Trauma and overuse are cited as the two most common reasons for the occurrence of sports-related injuries. Trauma injuries often need hospitalization, while injuries caused by overuse need a general decrease in muscle use.
Recovery is longer for trauma patients because the injured body part needs to be rehabilitated. Luckily, there are centers like New Jersey-based Thrive Spine and Sports Rehab that use the newest technologies in sports recovery.
Still, it’s important to know which sports are the most injury-prone so athletes, especially the youth, and their parents, will recognize the risks that come with playing different sports. The following data are from the Center for Disease Control and Prevention.
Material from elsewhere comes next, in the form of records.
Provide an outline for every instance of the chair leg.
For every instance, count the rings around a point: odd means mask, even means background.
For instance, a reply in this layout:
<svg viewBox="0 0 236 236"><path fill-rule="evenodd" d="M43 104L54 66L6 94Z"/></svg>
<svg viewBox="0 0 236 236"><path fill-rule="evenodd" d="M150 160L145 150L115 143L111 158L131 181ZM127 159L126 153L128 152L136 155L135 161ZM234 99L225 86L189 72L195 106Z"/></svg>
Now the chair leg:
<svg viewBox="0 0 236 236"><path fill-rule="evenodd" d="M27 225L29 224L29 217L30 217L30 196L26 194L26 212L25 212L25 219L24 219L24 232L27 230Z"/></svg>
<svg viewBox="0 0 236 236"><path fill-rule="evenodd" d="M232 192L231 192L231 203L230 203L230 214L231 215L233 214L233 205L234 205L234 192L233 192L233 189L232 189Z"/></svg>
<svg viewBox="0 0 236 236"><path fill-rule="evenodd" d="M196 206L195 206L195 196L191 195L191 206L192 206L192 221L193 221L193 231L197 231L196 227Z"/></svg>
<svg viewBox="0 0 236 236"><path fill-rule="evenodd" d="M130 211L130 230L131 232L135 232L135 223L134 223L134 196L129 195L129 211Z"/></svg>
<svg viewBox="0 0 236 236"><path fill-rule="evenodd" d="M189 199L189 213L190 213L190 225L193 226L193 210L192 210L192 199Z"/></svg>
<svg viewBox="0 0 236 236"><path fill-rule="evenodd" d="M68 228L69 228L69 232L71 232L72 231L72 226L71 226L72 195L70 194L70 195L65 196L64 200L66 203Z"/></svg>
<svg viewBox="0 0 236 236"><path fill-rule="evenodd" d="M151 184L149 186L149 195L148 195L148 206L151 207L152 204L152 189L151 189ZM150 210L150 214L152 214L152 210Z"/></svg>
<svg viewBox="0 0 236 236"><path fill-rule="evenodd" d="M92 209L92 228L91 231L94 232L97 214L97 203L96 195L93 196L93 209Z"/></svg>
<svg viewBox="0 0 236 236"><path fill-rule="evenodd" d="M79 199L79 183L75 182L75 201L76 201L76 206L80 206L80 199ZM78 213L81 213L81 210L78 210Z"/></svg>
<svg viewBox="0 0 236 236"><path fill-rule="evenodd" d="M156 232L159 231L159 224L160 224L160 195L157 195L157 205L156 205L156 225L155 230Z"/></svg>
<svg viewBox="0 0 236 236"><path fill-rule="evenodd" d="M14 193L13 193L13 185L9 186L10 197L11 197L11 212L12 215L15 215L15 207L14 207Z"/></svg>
For people aged 25 years and older, swimming and other water sports caused 213,000 injuries from 2011 to 2014. Due to the repetitive arm motion needed in this sport, overuse is the most common injury that swimmers suffer from.
In 2011-2014, cheerleading and gymnastics-related injuries reached 474,000 in people aged 5 to 24 years. Gymnasts and cheerleaders suffer from sprain and lower back injury most of the time.
Basketball was the reason for 607,000 injuries between 2011 and 2014 from people aged 15 years and older. Sprains and general trauma are the cited as the most common injuries that basketball players sustain.
Six hundred eighteen thousand cases of football injuries were recorded in 2011-2014 from people aged 5 to 24 years. Knee injuries, sprain, fracture, and head trauma are the most common injuries that football players experience.
1. General Exercise
Aerobics, weight training, running, and other general exercise caused 741,000 injuries for people aged 5 to 24 years old in 2011-2014. Additionally, 662,000 people aged 25 years and older suffered injuries through exercise, too. Although not technically a sport, exercise is a common cause of people straining or pulling a muscle.
Sports provides many benefits for a person’s well being. But, it’s important to remember that no sport is entirely free of the risk of injury. To prevent injury, athletes must be adequately trained before immersing themselves in their chosen sport.